Beim Wing Tsun wird zumeist auf groß angelegte "Formen" verzichtet. Da gibt aber ebenfalls solche "Bewegungsmuster" als Trockenübung und dann direkt auch als Partnerübung. Und dabei wird stets versucht, die Bewegung des Gegners gegen ihn zu richten. Somit wird die Verteidigung gleichzeitig zum Angriff.

Ein weiteres (unspektakuläres) Beispiel wäre das "10 Road Tan Tui", was etwas "kleineres" und sehr eigenständiges ist. Man nennt es auch das "hüpfende Bein".

https://www.youtube.com/watch?v=sA8wLVifklY

Die Techniken sehen auf den ersten Blick relativ simpel, langweilig und ein wenig unbeholfen aus. Es verstecken sich darin aber sehr viele praktische Kampftechniken, die erstaunlich flexibel einsetzbar und recht wirksam sind.

https://www.youtube.com/watch?v=QfoDNBZ4ook

https://www.youtube.com/watch?v=Fl-VudJGzZA

https://www.youtube.com/results?search_query=tan+tui+praxis

Man darf also diese grundlegenden "Basis-Übungen", "Formen", bzw. "Katas" nicht unterschätzen.

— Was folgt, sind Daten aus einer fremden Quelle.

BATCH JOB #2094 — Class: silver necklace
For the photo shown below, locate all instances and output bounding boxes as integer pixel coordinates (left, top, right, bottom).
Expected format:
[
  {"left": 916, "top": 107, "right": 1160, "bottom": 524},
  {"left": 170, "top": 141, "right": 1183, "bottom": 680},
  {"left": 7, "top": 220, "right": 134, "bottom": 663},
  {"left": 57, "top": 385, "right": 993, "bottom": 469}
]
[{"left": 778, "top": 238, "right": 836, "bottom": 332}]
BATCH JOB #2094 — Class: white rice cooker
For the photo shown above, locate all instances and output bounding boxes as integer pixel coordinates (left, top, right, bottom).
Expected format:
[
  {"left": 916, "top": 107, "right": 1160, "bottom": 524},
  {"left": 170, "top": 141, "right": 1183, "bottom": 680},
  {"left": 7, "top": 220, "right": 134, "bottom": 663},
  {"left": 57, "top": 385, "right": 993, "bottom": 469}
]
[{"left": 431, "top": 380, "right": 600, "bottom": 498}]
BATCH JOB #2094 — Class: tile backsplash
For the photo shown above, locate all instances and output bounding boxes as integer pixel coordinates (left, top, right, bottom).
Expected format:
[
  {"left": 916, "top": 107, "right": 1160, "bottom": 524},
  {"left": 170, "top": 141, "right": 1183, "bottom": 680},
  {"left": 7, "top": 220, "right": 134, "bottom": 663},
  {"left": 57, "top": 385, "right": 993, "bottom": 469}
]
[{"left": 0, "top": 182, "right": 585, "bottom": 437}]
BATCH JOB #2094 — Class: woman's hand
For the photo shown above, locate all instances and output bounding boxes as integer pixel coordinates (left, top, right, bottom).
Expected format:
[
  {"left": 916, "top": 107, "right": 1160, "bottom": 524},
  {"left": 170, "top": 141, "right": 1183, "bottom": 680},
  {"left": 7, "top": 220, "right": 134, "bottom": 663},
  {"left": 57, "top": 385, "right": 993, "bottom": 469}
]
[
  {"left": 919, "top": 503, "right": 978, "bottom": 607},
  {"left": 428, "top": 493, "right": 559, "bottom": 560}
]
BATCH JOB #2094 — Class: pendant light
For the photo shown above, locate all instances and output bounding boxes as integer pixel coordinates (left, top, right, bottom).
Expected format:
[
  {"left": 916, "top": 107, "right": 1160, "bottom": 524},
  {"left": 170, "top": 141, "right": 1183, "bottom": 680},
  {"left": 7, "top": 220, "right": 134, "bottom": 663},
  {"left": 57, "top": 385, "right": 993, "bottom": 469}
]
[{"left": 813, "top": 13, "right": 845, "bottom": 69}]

Da steckt viel Sinn und Zweck dahinter.

Es ist quasi wie eine komplexe "Fingerübung" von Musikern, die ein Instrument erlernen wollen, bzw. versuchen ihre Spielweise zu verbessern und zu verfeinern.

Im Kampfsport wäre das Ziel dieser Übungen dann:

Kraft, Gleichgewicht, Ausdauer, Koordination, Präzision, Timing, ...

Und als Kampfsport-Neuling ist es halt besonders wichtig zunächst diese Grundlagen zu erlernen, damit die Verletzungsgefahr für alle beteiligte sinkt, wenn es zu praktischen Partnerübungen kommt.

Das ist bei sämtlichen Kampfsportarten im Grunde immer gleich.

Und in den ganzen Filmen wird natürlich alles nur "gestellt", damit sich möglichst keiner verletzt und es für den Zuschauer "gut" aussieht. Und natürlich wird auch an vielen Stellen getrickst und massig übertrieben. Es wird aber auch viel Blödsinn erfunden, der dann als "interessant" und "realistisch" dargestellt wird.

Das darf man mit der Praxis, bzw. den Übungen dazu nicht verwechseln. Das sind zwei völlig unterschiedliche Welten!!

Dir würde ich empfehlen weiterhin zum Karate-Training zu gehen. Zumindest noch solange der Vertrag läuft.

Am Anfang zieht sich das vielleicht wie "Kaugummi", aber mit der Zeit lernt man seinen Körper immer besser zu beherrschen und versteht auch immer mehr davon, um was es im Hintergrund eigentlich geht.

Vor allem noch eines: "Kämpfe" sind unwichtig!

Nach einer "Wing Tsun"-Schule kannst Du Dich trotzdem umschauen, wenn Du möchtest. Und mit den bis dahin bereits erlernten körperlichen Grundlagen kannst Du dort dann ganz gut einsteigen.

Aber auch dieser oben erwähnte "Mantis"-Stil wird an so einigen Schulen in ganz Deutschland gelehrt. Und auch da gibt es viele Techniken, die dem "Wing Tsun" durchaus ähneln.

Gruß

Martin

das sieht gar nicht so spektakulär aus wie im film oder in andere karate filmen.

Willkommen in Hollywood.

Glaubst du im Ernst Hollywood zeigt die die Realität?